Internet ou jornalismo a mil à hora.

Sim, houve mudanças nos últimos dias. Sim, até tenho novidades. Sim, estou no terceiro e último mês de estágio. Sim, estou assustada. Sim, estou na secção da Internet. Diferente? Sem dúvida. Desafiante? Certamente. O que se faz? “Noticia-se” a velocidades excessivas. Acho que é esta a essência da Internet. Se a Rádio é alimentada de hora a hora, a Internet vive do segundo. Actualizar a página, mudar os destaques, publicar o “link” no facebook. De repente, a notícia dissemina-se e “todos os caminhos vão dar a Roma” (neste caso, à página da Antena 1). Sobre o que é que escrevo? Sobre o que acontecer. Ler o que sai nos jornais, ouvir os sons recolhidos, ver os vídeos captados, “googlar” palavras-chave. Depois é tentar cozinhar tudo na dose certa. Sem abusar no sal. Se é este o jornalismo do futuro? Não sei. Gosto mais de pensar que é uma nova forma de fazer jornalismo. Porque no que toca a “futuros”, eu sou uma defensora convicta de que o jornalismo só terá “futuro” se souber explorar o “futuro” de todas as suas formas e feitios. Meramente bonito? Não me parece.

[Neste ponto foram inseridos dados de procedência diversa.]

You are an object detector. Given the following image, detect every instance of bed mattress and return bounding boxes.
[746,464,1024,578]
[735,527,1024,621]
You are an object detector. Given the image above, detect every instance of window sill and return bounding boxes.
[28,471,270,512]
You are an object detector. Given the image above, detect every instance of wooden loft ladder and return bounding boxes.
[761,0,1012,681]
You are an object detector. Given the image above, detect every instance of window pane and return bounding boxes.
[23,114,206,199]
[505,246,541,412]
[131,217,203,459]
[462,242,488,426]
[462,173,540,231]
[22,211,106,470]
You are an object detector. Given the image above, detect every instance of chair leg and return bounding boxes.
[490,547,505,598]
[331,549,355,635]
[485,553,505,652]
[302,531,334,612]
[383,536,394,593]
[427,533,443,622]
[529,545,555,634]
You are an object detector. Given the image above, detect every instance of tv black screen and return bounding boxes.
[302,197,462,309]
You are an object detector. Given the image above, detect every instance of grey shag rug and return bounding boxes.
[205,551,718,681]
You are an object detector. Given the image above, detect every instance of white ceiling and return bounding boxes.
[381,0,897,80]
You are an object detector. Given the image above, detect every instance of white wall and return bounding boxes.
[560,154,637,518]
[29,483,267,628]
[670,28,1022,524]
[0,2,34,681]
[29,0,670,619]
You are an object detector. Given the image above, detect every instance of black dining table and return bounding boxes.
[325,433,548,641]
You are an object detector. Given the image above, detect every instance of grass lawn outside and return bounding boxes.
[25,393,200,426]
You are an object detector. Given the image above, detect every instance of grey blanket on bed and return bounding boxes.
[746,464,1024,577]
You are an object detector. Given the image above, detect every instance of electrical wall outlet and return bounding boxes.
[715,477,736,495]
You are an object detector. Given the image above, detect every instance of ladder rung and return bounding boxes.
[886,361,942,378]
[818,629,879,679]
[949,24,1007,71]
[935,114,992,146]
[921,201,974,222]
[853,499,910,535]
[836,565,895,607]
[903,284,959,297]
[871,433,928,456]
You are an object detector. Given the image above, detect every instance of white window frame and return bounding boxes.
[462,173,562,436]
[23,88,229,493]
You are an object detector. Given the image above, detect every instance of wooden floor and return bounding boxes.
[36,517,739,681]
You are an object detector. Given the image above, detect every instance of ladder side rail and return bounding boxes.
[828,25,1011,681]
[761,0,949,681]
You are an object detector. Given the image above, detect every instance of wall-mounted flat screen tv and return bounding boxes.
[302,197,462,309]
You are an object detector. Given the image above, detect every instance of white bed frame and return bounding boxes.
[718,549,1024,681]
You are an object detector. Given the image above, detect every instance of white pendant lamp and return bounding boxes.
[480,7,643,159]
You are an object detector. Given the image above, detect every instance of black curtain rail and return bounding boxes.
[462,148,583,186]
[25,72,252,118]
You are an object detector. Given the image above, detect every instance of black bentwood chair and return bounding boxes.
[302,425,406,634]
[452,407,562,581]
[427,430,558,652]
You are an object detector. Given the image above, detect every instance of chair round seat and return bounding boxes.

Mas voltando à “Roma” que é uma “página”, neste caso específico. Tudo isto até parece muito simples. Parece. Mas se virarmos a tal “Roma” que é, afinal, uma “página”, literalmente, do avesso, os contornos de simplicidade ganham uns quantos pontinhos de interrogação. É engraçado conhecer as entranhas. O “tudo organizadinho” dá lugar a uma dimensão, cuja estética exige, acima de tudo, funcionalidade. Ao mesmo tempo, chega a ser confuso. “Será que posso carregar aqui?!” A verdade é que, contra medos e hesitações e uma vez conhecidos os cantos de algo onde a catalogação é tão importante quanto numa biblioteca, o “modo automático” ganha voz e os “clicks” tornam-se assustadoramente rápidos.

Se já estou nessa fase? Não, nem perto (conheço a realidade graças às “espreitadelas” e ao meu ouvido que capta aquela banda sonora engraçada do “tic tic tic tic”). Se três semanas bastam para conseguir tal coisa? Não, nem pensar. O que pretendo fazer então? “Sugar” tudo que puder sem olhar para o relógio porque sei que, amanhã, o dia vai passar, outra vez, num ápice. Se já sinto saudade? Todos temos saudades do que mais gostamos de fazer. E sim, já sei que vou sentir falta do cheirinho a café que paira, a todo e qualquer momento, naquela redacção.